La résilience des Bleuets

CHRONIQUE / La résilience. Ce mot un peu mystérieux, réservé jusqu'à tout récemment aux ouvrages littéraires, est entré dans le langage populaire. Les politiciens l'utilisent pour expliquer des situations difficiles, et on sait qu'elles se multiplient depuis l'élection de Donald Trump. Même les entraîneurs sportifs s'en servent pour revigorer leurs protégés et les inciter à orienter leurs énergies vers le prochain obstacle.
C'est ainsi d'ailleurs que les Saguenéens ont détrôné les Huskies de Rouyn-Noranda en quart de finale après avoir éliminé, en quatre parties, les tenaces Tigres de Victoriaville. Après des moments difficiles, Yanick Jean conseillait à ses joueurs déçus de nourrir leur inquiétude de philosophie. Son message a bien passé. Il a même produit un effet magique en inspirant suffisamment de confiance aux Bleus pour l'emporter en supplémentaire, dans la septième partie, 24 heures après l'humiliation d'une déroute de 9-2.
Quelle remontée !
Et quand ils ont entrepris la demi-finale, vendredi, à Saint. John, contre les redoutables Sea Dogs, champions de la saison régulière, le contexte était encore plus inconfortable. Après une défaite de 4-1 attribuable à une trop grande timidité, Nicolas Roy et ses compagnons ont absorbé la critique tout en puisant dans leur résilience cruellement mise à l'épreuve.
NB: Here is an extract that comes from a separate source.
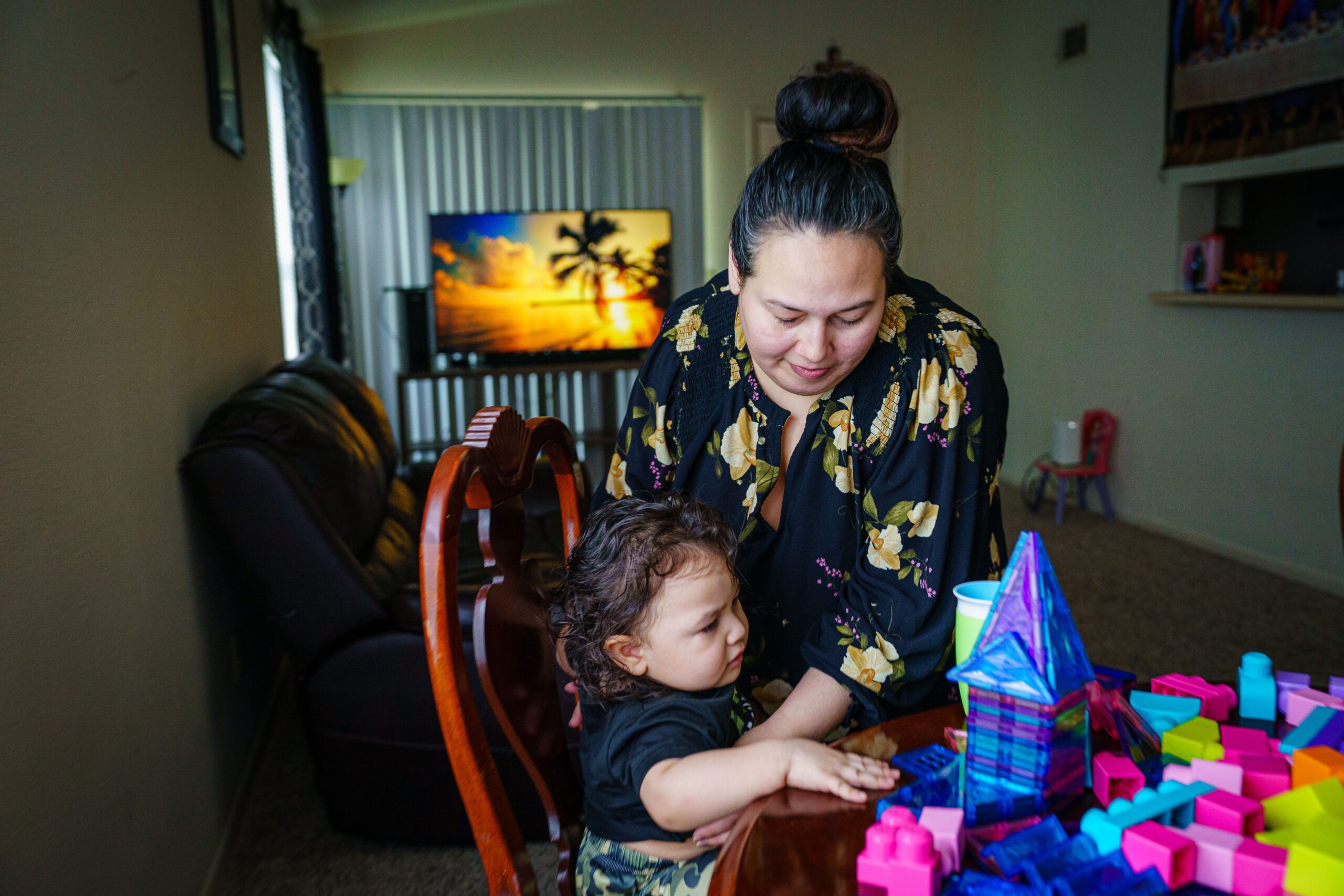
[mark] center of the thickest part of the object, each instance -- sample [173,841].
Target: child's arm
[682,794]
L'effet fut miraculeux. À la surprise générale, la troupe se retrouvera sur un pied d'égalité, demain soir, à son retour sur la glace du Centre Georges-Vézina, après avoir arraché, en deuxième supplémentaire, une victoire de 3-2. 
Comment définir la résilience ? Larousse présente simplement ainsi son sens psychologique : « Aptitude d'un individu à se construire et à vivre de manière satisfaisante en dépit de circonstances traumatiques. » Ghislaine Clot, consultante et psychosociologue d'entreprise, va beaucoup plus loin en percevant la résilience comme « l'art de naviguer entre les torrents ».
Dans sa plus récente analyse publiée dans Gestion HEC Montréal, elle présente la résilience comme « la clé des défis rencontrés par nos sociétés en ce XXI siècle naissant » avec la crise des migrants et l'effondrement économique de la Grèce avec, simultanément, la menace constante de terrorisme.
Elle ne peut mieux frapper notre imaginaire collectif perturbé par un enchevêtrement de mouvements déstabilisateurs dans l'actualité mondiale.
Retour à la prospérité
Les vertus de la résilience prennent une dimension nouvelle depuis l'avènement de Donald Trump à la Maison-Blanche. Avec un président en perpétuelle campagne électorale et dont les réactions sont aussi imprévisibles que redoutables, tous les diplomates hors des États-Unis devront adapter leur comportement à une résilience positive. Toute une gymnastique !
Mais chez nous, qu'importe ce qu'en disent Trump et sa chorale de détracteurs, la gestion de l'offre demeure le meilleur système. Il assure aux producteurs laitiers l'équivalent des avantages accordés aux techniciens professionnels de la grande industrie. 
Quant au conflit du bois d'oeuvre, il coûte quelque 35 000 $ au jeune couple américain qui se procure une première maison et des milliards de dollars en pénalités injustifiées à nos entreprises forestières. La Maison-Blanche persiste néanmoins même si les tribunaux internationaux répètent à chaque jugement que notre industrie respecte les règles du libre marché. 
Cultivons notre résilience. Elle demeure la force secrète qui pavera la voie du retour à la prospérité.